Kano Kürek : Gene yokuz, dolayısıyla madalyada yok. Bizim ülkemizde heralde kano- kürek yapacak su yok . Nerde bu sular ???

Tenis: Andy Murray ve Serena Williams’ı kutlamak lazım. Rusya’ nın daha fazla motive etmek için bayrağı taşıttığı Sharapova finalde direnemedi.

Masa Tenisi : Bora Wang ve Melek Hu  tam bir Tarık Langat, Polat Kemboi çıktı :D…..

Atıcılık: Bence gayet iyi sonuçlar elde ettik ilerisi için son derece umut verici skorlar alındı. Finaller kıl payı kaçtı. Kimse konuşmuyor bunlar neden acaba?

Okçuluk: Güney Kore ve Çinli sporcular akın akın madalyaya koştu. Bizde fena değildik.

Kule-Tramplen Atlama: Çinliler muazzamdı. Kesinlikle hak ediyorlar altını. Erkekler tramplen atlamada Alman sporcunun yaptığı atlayış yarışmaya bambaşka bir boyut getirdi ve Tarihin en kötü atlayışı oldu.

Voleybol:  Hıncal Uluç’un yazdığı gibi bayrağı illa Neslihan’ a taşıtmak zorundamıydık ?  Çünkü diğer gün maç vardı ve bütün voleybol takımı geçit törenindeydi. Geç saate kadar uykusuz kalmaları maç performansını çok etkiledi mi?  Tabi insan şunuda düşünüyor. O sporcular ilk defa bir olimpiyata gidiyor ve ilk defa bir seremoniye katılıyor. Ben olsam bende uyumazdım heralde :D……
Bayanlarda çok ucuz kaybettik. Altın alsak benim için sürpriz olmayacaktı ama kızlarımız o performansın yanından bile geçemedi.
Bayanlar finali Brezilya- Amerika arasında oynandı. Maça berbat başlayan Brezilya maçı tekrar lehine çevirmeyi bildi ve maçı 3-1 kazanarak altını kaptı.
Erkeklerde ise Brezilya ve Rusya karşı karşıya geldi.
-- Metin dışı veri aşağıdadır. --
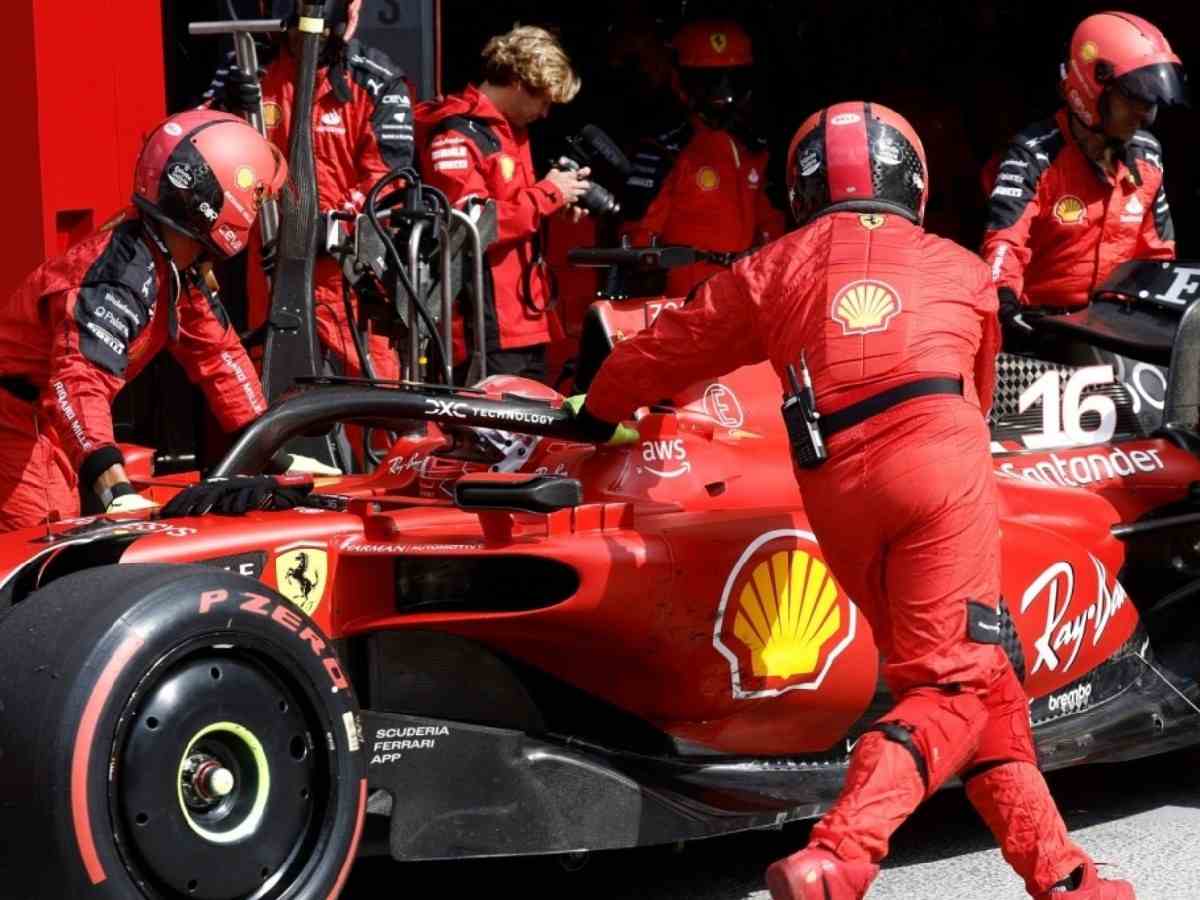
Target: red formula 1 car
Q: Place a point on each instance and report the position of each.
(508, 642)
Berbat bir oyun oynayan Brezilya boynunda ki altını çıkarıp Rusya’ ya hediye etti. Hepsinin suratında ki şaşkınlık ilginç bir manzara ortaya çıkardı.

İşte böyle gençler.
Gene sözü fazla uzattık ama bu konuya sayfalar yetmez.
Diğer yazılarımada görüşebilmek üzere.